You can see lots of the barracks the prisoners had and we see the destruction of the bushfire, in 1897, that brought most of it down… though there are adorable Swifts inhabiting it’s holes too
Other buildings that were well preserved, though clearly still not in their former glory, were the Law Courts, Guard Tower, Commandants House, the Hospital and the Police Station
This leads us to the, rather prestigious looking, Town Hall – it was once where they held patients, considered “lunatics”, as a asylum and treated them in with kind and care as a forward-thinking care method
During the bushfire, the asylum was burnt down and they replaced it with the Town Hall that stands today

This leads on to a restored building: the Separate Prison
This is an instillation showing a very well preserved and overall recreation of what it was like back in the day; we’re guided that it was a place of silence as the prisoners were only allowed to talk once spoken to, even the guards weren’t allowed to talk to each other
This had 3 wings, A, B and C, for prisoners’ cells, several areas where there was private punishment and solitary confinement as well as the court where prisoners could attend

After, we find the two churches – one is the outer walls of a grand, stone building and the other is a smaller, wooden construction that is still used today for locals

Going through the gardens to find the entrance and get back to the car
Next stop is only a little drive to a place called Penguin Rocks
Remarkable Cave is here and takes a little walk to get down to – very similar to Tasman Arch but just a lot lower

Nice views out to the most Southern point of SW Tasmania!
We head NW on the Tasman Peninsula and reach Coal Mine Historic Site, another convict penitentiary
Literally as we arrive, we see a little Pademelon gawking back at us!

We park up and hunt for more information about the place, as it’s far less monitored than Port Arthur, and wildlife
Wondering the area, you can see how non-maintained the area is as there are just piles of bricks with descriptions of what they once were
There’s a little path down to the sea so we take it and find some adits (a form of quarrying to find coal) as well as a beach filled with little parts of coal

Unfortunately, the main path that had been constructed to take us to the kiln had fallen but we found it still
We walk to the end of the beach and back up the path to the main area where we find the main prisoner barracks as well as some solitary confinement chambers that were underground and you could walk through yourself!

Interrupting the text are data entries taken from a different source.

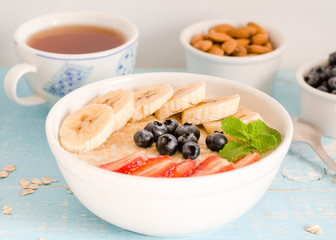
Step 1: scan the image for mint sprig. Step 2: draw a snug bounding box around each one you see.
[219,117,281,162]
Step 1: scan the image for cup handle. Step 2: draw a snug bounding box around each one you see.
[4,63,46,106]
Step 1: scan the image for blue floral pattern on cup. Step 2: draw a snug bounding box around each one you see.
[116,44,137,76]
[43,62,93,97]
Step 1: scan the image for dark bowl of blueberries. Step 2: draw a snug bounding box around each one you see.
[296,52,336,138]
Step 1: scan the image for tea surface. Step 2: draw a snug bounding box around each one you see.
[27,25,126,54]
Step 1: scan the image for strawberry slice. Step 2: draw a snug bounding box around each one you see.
[172,159,196,177]
[129,155,176,177]
[191,156,233,177]
[99,150,148,173]
[234,152,259,169]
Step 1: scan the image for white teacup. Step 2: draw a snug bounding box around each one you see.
[4,11,139,107]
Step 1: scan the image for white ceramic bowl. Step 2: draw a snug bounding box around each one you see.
[296,59,336,138]
[46,73,293,237]
[180,19,287,95]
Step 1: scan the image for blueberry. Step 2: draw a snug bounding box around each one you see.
[133,129,154,148]
[145,121,168,142]
[328,77,336,90]
[205,131,227,152]
[156,133,178,156]
[328,52,336,66]
[304,72,321,87]
[182,142,201,160]
[177,133,197,151]
[163,119,178,134]
[325,66,336,78]
[311,65,327,81]
[175,122,201,140]
[316,85,329,92]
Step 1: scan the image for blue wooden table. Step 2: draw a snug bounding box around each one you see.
[0,68,336,240]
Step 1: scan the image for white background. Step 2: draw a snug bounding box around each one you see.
[0,0,336,70]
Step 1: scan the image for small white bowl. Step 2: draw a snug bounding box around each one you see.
[180,19,287,95]
[296,59,336,138]
[45,73,293,237]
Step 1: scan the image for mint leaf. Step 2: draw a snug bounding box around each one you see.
[222,117,250,142]
[219,142,255,162]
[247,119,281,143]
[251,133,278,152]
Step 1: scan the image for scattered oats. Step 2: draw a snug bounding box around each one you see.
[42,177,58,184]
[2,165,16,172]
[26,184,38,189]
[0,171,9,178]
[30,178,43,185]
[2,205,13,215]
[20,188,35,196]
[305,224,323,234]
[20,178,30,188]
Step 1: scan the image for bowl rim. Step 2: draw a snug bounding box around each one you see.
[45,72,293,186]
[180,18,287,64]
[296,58,336,102]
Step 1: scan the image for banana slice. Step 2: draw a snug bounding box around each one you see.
[90,89,134,131]
[59,104,114,153]
[154,82,205,119]
[202,108,262,134]
[182,94,240,125]
[130,84,174,122]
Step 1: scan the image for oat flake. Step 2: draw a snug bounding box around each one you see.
[0,171,9,178]
[2,165,16,172]
[20,178,30,188]
[2,205,13,215]
[20,188,35,196]
[305,224,323,234]
[30,178,43,185]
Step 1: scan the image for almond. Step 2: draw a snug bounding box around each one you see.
[228,27,257,38]
[247,22,267,34]
[222,38,237,55]
[247,45,271,54]
[208,44,224,56]
[232,46,247,57]
[236,38,250,47]
[194,40,212,52]
[207,32,231,42]
[190,33,205,45]
[251,33,268,45]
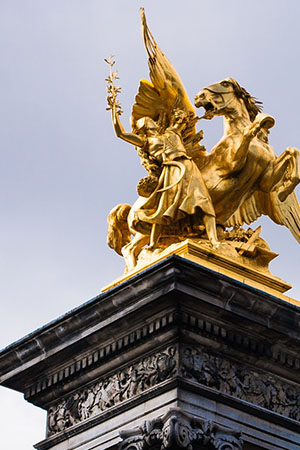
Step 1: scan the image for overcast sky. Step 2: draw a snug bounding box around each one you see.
[0,0,300,450]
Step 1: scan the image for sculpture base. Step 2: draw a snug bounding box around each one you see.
[101,239,300,305]
[0,256,300,450]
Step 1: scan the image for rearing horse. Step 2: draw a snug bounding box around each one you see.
[195,78,300,224]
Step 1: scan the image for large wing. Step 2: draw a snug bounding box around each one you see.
[226,191,300,244]
[131,8,196,134]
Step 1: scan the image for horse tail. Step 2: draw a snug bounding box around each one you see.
[107,203,131,256]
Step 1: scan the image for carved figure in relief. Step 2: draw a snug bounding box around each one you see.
[107,10,300,270]
[48,346,176,434]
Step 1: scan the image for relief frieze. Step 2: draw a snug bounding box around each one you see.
[48,346,178,436]
[180,346,300,421]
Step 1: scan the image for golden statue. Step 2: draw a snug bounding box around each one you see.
[107,9,300,282]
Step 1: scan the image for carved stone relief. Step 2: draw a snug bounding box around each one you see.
[48,346,178,436]
[180,347,300,421]
[120,408,243,450]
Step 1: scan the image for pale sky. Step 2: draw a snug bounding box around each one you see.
[0,0,300,450]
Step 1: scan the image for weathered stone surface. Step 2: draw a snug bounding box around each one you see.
[0,256,300,450]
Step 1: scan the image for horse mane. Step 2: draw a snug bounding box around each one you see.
[227,78,263,122]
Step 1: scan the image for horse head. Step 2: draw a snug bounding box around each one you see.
[195,78,262,122]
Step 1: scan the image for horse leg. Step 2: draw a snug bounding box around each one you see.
[277,147,300,202]
[121,233,149,271]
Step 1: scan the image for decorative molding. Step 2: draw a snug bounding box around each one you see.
[179,346,300,421]
[47,346,178,436]
[181,312,300,371]
[25,311,176,400]
[25,311,300,400]
[120,408,243,450]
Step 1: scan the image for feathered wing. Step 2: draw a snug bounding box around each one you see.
[131,8,196,135]
[225,191,300,244]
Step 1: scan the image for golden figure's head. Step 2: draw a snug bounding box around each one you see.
[135,117,158,135]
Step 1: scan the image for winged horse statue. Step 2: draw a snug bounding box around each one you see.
[108,9,300,270]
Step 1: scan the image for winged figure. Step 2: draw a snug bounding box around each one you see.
[108,9,300,270]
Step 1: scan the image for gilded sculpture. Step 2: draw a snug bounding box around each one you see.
[106,9,300,272]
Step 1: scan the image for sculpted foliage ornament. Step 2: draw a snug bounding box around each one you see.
[120,408,243,450]
[107,9,300,271]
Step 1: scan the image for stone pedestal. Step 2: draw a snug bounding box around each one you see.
[0,255,300,450]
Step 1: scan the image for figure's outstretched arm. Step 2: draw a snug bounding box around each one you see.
[111,105,145,147]
[104,55,145,147]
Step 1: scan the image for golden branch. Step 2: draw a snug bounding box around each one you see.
[104,55,123,116]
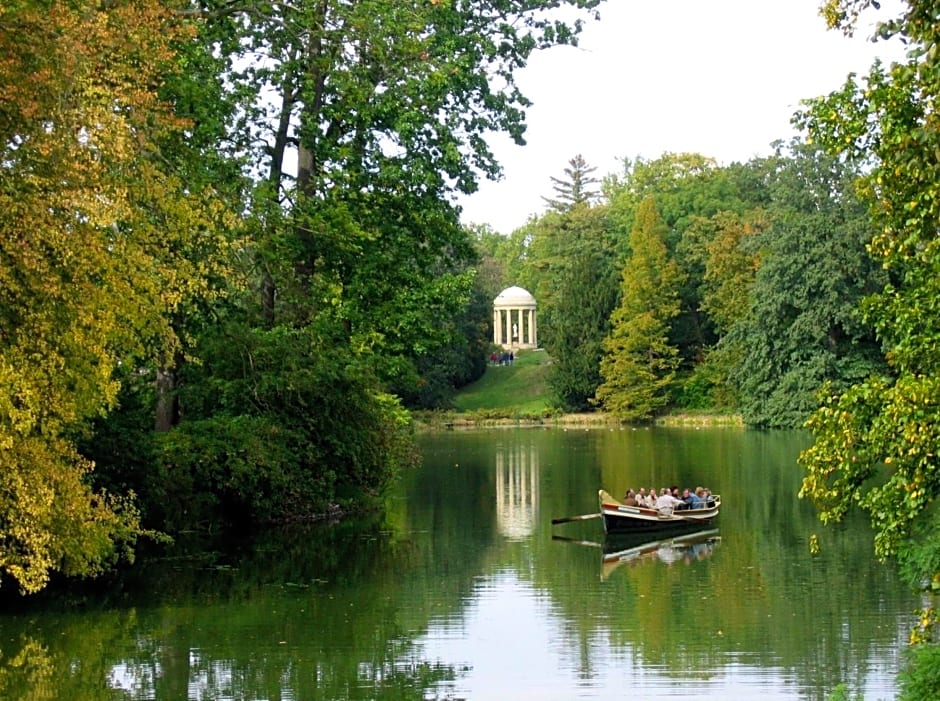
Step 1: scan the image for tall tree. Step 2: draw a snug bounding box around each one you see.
[542,153,598,212]
[604,153,767,369]
[0,0,231,591]
[525,158,618,411]
[800,0,940,688]
[725,143,883,427]
[596,197,681,421]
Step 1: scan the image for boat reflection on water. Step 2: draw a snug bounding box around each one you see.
[553,528,721,580]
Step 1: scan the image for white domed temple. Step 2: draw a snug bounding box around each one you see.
[493,286,538,350]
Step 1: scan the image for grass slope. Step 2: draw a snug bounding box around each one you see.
[455,350,551,415]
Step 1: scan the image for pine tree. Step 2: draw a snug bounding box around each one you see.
[542,153,597,212]
[595,198,681,421]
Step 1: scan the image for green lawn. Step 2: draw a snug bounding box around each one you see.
[455,350,551,414]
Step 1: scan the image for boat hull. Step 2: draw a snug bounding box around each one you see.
[598,489,721,533]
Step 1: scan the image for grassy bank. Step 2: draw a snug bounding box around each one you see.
[415,350,743,430]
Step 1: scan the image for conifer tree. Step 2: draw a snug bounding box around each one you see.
[542,153,597,212]
[595,198,681,421]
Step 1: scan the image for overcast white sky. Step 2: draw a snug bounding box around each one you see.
[459,0,901,233]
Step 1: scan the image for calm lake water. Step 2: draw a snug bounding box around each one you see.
[0,428,919,701]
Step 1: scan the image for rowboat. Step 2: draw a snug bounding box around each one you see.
[597,489,721,533]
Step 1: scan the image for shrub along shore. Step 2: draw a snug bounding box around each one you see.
[413,350,744,431]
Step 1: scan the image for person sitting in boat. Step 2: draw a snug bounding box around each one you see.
[682,487,705,509]
[656,489,683,515]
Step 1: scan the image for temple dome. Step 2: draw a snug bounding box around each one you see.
[493,285,536,308]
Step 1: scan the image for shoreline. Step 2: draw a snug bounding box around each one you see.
[412,412,745,432]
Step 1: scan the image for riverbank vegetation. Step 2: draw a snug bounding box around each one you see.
[0,0,940,688]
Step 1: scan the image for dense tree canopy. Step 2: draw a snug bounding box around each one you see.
[801,0,940,684]
[0,0,600,591]
[596,197,682,421]
[0,2,239,591]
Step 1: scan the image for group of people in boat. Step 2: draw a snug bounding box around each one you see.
[623,486,715,511]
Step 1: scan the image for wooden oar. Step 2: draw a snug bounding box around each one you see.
[552,512,601,525]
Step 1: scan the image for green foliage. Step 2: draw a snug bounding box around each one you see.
[898,643,940,701]
[800,0,940,668]
[456,350,551,415]
[525,185,618,411]
[724,144,884,427]
[596,198,681,421]
[542,154,597,212]
[604,153,768,367]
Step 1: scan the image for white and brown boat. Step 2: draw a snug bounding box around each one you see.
[597,489,721,533]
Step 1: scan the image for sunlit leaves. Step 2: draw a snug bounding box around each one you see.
[0,2,228,591]
[596,197,681,421]
[800,5,940,616]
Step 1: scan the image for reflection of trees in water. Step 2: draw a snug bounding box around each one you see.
[534,429,917,699]
[495,443,539,540]
[0,521,466,701]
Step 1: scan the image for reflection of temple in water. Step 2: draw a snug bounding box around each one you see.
[496,444,539,540]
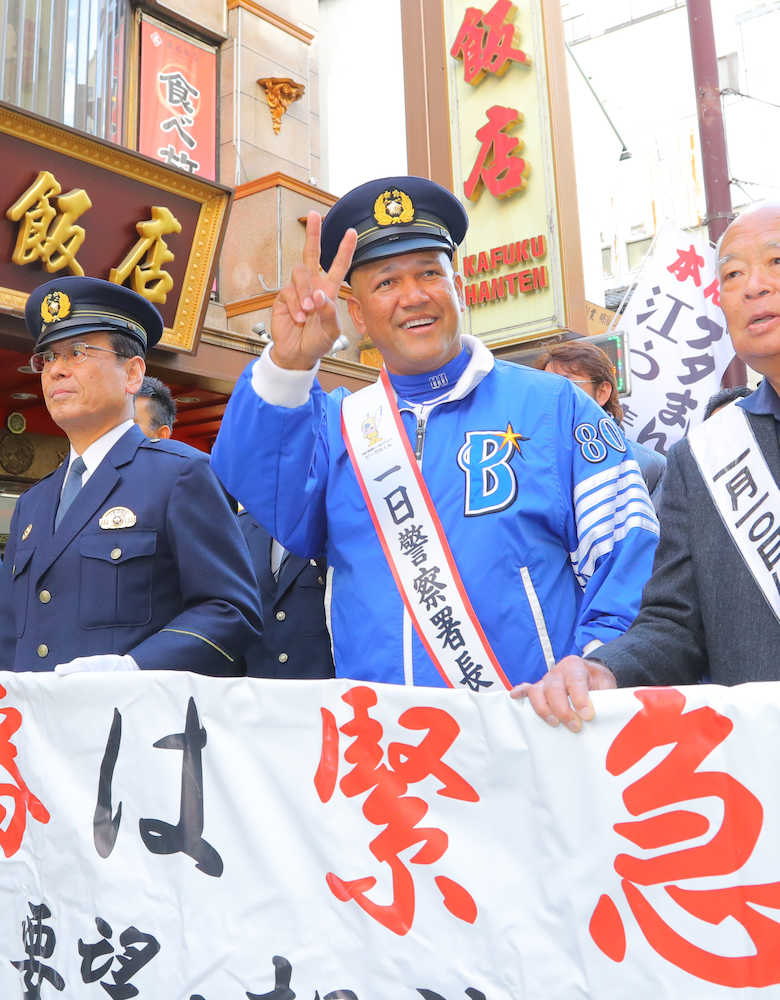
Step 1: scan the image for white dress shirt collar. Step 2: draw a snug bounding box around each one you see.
[63,419,135,486]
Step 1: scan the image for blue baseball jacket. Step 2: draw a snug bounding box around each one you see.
[212,336,658,686]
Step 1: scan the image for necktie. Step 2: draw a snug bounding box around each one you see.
[54,456,87,531]
[271,538,288,581]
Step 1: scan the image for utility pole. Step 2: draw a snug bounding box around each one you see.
[688,0,747,386]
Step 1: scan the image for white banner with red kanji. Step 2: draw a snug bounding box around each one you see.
[0,672,780,1000]
[615,223,734,455]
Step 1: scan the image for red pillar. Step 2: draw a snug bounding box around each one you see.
[688,0,747,386]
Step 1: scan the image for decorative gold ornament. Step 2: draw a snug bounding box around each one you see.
[257,76,306,135]
[374,188,414,226]
[41,291,70,323]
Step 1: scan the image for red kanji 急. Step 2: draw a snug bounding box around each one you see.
[463,105,529,201]
[590,688,780,989]
[0,684,49,858]
[314,686,479,935]
[666,243,704,288]
[450,0,529,86]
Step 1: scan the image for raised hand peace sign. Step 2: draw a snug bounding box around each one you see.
[271,212,357,370]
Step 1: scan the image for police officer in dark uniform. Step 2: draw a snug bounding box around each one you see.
[0,277,262,675]
[238,510,334,680]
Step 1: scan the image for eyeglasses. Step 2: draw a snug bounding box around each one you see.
[30,343,121,374]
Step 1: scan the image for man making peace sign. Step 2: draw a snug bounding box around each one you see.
[212,177,658,692]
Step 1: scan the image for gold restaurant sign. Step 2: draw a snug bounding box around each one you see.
[0,103,232,352]
[402,0,586,347]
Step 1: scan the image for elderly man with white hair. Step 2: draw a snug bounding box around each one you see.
[513,204,780,732]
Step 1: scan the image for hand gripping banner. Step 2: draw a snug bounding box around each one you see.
[0,671,780,1000]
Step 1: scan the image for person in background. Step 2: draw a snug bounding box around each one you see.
[135,375,176,440]
[536,340,666,511]
[0,277,262,676]
[513,203,780,732]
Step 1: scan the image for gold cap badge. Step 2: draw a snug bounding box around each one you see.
[41,291,70,323]
[374,188,414,226]
[98,507,136,530]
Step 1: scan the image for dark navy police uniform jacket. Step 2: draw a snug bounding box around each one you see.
[0,426,262,675]
[238,511,334,680]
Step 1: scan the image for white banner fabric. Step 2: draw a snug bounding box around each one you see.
[616,224,734,455]
[0,672,780,1000]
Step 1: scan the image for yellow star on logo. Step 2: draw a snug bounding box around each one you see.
[498,421,530,455]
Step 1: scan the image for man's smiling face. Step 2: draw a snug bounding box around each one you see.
[348,250,465,375]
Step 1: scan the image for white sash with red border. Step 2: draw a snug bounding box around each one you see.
[341,368,511,691]
[688,403,780,619]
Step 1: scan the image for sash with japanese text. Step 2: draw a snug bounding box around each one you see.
[0,671,780,1000]
[617,224,734,455]
[688,403,780,616]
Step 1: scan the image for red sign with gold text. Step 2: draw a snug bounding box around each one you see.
[138,17,217,180]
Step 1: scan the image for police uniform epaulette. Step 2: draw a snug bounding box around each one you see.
[139,438,208,461]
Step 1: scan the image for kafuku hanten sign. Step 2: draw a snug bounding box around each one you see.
[0,104,232,351]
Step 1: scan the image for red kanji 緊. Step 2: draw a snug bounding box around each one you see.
[314,686,479,934]
[463,105,529,201]
[450,0,529,86]
[666,243,704,288]
[0,684,49,858]
[590,688,780,989]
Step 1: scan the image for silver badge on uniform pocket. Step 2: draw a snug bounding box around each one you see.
[98,507,136,529]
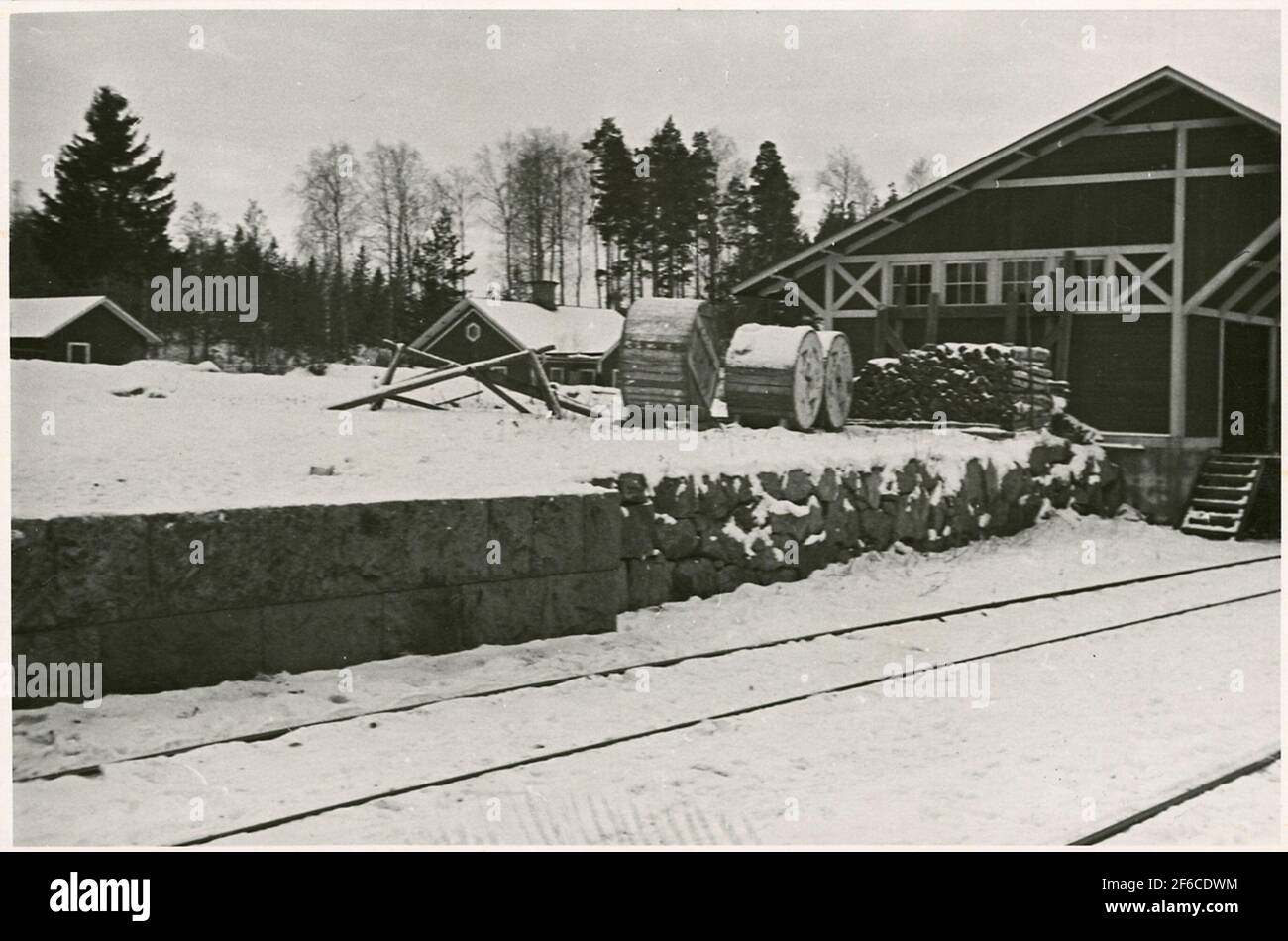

The bunnies are enjoying the human-less peace and quiet as they’re going crazy out here and we spot either a Potoroo or another Pademelon – neither of us are sure
Back to the car as the main shaft of the prison is a little drive away

There’s a little trek we take around here before giving up for the day
Time for some food – we look around and it seems there’s only one viable place open
The Cannery is in Dunalley and sorts us two beer battered fish and chips ????

After scoffing dinner, Dave stumbles upon a monument about the bay we’re near – seems this is where Van Diemens and Abel Tasman, with their crew, on the Tasman Espedition of 24 November 1642 first sighted the West coast of Tasmania (then Van Diemens Land)!
Realising we’ve still got a way to get to our hotel for this evening, we make a move quickly
We get going for a while until Google directs us to a road it states is only recommended for 4 wheel drive (4WD) – not our little thing…
There’s an alternate route so we take it but it makes the journey a lot longer meaning we also have to drive in the dark – really not recommended for Tasmania!
2 hours later… we’ve spotted a rat, lots of Pademelons, some potential Tassie Devils (more likely Pademelon but we like to think we got lucky), Wallabies and even a Possum!
… all amazing ???? but we’ve also made it in one piece to a bed
Note: important to hire a 4WD when possible around Australia as we don’t recommend getting stuck in our predicament getting home due to the incredibly common, severe unsealed roads ????